The Spatial 'Phonon' Analogy

To explain the mismatch, Khan borrows an idea from solid-state physics. He models space as supporting longitudinal collective excitations — analogous to phonons (sound-like vibrational modes in a crystal). These "spatial phonons" would act like internal degrees of freedom in the vacuum that produce a viscous damping effect, opposing expansion and producing a small drag on cosmic acceleration.

Model Performance And Caveats

According to the preprint, this simple, data-driven viscous model can fit the DESI results closely, potentially alleviating some tension produced by treating dark energy only as a cosmological constant. However, the work remains a hypothesis: the paper is a preprint on arXiv and has not been peer-reviewed. It is unclear whether the inferred viscosity would be a fundamental physical property or an artifact of current data or analysis methods.

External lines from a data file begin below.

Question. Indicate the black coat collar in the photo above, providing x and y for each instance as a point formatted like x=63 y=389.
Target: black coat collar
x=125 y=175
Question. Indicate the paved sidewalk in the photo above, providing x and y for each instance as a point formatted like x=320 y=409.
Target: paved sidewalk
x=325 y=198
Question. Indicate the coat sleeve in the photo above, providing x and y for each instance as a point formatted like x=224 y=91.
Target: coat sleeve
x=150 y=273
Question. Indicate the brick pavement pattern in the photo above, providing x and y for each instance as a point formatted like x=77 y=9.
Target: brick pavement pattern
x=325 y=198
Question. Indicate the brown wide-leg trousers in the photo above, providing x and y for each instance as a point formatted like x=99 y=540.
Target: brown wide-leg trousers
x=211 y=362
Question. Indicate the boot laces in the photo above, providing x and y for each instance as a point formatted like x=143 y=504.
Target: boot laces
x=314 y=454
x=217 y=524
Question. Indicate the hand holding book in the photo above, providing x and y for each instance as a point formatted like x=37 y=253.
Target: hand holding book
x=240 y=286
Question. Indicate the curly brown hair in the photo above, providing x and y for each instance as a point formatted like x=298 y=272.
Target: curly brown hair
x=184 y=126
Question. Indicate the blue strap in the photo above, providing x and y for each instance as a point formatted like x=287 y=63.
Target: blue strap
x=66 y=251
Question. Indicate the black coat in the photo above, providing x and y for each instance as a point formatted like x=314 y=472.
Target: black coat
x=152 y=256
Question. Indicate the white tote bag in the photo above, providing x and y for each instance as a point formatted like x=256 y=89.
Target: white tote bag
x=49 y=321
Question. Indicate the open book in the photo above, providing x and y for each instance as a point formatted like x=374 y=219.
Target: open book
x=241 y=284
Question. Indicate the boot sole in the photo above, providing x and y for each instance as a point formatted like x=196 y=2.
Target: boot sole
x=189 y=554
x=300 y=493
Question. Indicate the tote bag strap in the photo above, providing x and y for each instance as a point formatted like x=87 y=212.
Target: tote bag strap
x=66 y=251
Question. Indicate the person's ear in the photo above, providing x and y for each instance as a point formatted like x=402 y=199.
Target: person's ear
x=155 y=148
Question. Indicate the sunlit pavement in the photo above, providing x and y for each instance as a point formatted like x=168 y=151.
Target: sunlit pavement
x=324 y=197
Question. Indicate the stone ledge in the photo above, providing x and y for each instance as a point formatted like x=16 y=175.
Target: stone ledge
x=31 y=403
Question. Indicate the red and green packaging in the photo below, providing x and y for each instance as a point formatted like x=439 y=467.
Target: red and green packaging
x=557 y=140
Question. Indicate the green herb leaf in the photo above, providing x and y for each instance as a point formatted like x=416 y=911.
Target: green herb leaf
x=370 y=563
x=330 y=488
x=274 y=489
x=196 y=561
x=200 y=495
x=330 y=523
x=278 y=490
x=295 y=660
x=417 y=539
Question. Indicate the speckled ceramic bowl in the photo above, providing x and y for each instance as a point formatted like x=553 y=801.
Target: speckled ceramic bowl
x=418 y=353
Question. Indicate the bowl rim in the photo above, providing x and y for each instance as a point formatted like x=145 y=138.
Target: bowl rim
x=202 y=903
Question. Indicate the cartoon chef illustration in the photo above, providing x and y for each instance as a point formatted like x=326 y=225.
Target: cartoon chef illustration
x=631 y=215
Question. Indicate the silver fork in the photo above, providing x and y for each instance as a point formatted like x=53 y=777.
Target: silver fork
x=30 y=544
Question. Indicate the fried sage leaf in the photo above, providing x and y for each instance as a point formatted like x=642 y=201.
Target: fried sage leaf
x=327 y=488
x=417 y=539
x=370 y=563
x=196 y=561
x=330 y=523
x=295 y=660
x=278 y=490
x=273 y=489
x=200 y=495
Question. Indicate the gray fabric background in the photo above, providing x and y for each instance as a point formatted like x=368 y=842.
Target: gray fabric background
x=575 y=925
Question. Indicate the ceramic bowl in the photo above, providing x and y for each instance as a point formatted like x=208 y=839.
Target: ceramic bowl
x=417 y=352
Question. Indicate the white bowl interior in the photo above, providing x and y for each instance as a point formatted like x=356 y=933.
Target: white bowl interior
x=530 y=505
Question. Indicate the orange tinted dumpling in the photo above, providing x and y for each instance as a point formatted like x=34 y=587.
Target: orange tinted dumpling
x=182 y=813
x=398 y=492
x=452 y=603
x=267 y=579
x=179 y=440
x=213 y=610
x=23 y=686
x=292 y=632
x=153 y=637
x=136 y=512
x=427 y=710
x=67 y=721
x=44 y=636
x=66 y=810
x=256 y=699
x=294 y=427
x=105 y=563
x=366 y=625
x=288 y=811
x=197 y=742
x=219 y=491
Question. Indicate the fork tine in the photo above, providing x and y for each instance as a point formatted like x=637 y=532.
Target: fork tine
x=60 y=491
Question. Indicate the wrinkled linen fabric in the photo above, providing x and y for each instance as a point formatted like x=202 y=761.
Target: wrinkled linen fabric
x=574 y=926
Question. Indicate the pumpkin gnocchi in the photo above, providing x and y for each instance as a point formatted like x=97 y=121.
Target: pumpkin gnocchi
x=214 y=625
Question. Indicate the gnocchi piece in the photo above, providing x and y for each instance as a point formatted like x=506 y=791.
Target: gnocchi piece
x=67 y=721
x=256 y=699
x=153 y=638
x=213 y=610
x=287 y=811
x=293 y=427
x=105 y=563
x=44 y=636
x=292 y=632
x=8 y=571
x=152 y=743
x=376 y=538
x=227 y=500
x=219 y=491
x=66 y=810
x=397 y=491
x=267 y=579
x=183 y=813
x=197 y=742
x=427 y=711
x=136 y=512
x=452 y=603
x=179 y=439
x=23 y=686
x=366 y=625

Important: This idea is preliminary. It offers an intriguing alternative explanation for a small observational tension, but it does not yet replace the standard Lambda-CDM framework.

What Comes Next

Definitive tests will require more and better data. Upcoming and ongoing efforts — including further DESI observations and the Euclid space telescope mission — will provide higher-precision measurements of cosmic expansion and large-scale structure. Those datasets will show whether a viscosity term is supported by independent evidence or fades as an observational artifact.

For now, the suggestion that space might be a little "stickier" than previously thought is an intriguing possibility that merits careful follow-up, but it remains speculative until confirmed by multiple, peer-reviewed analyses.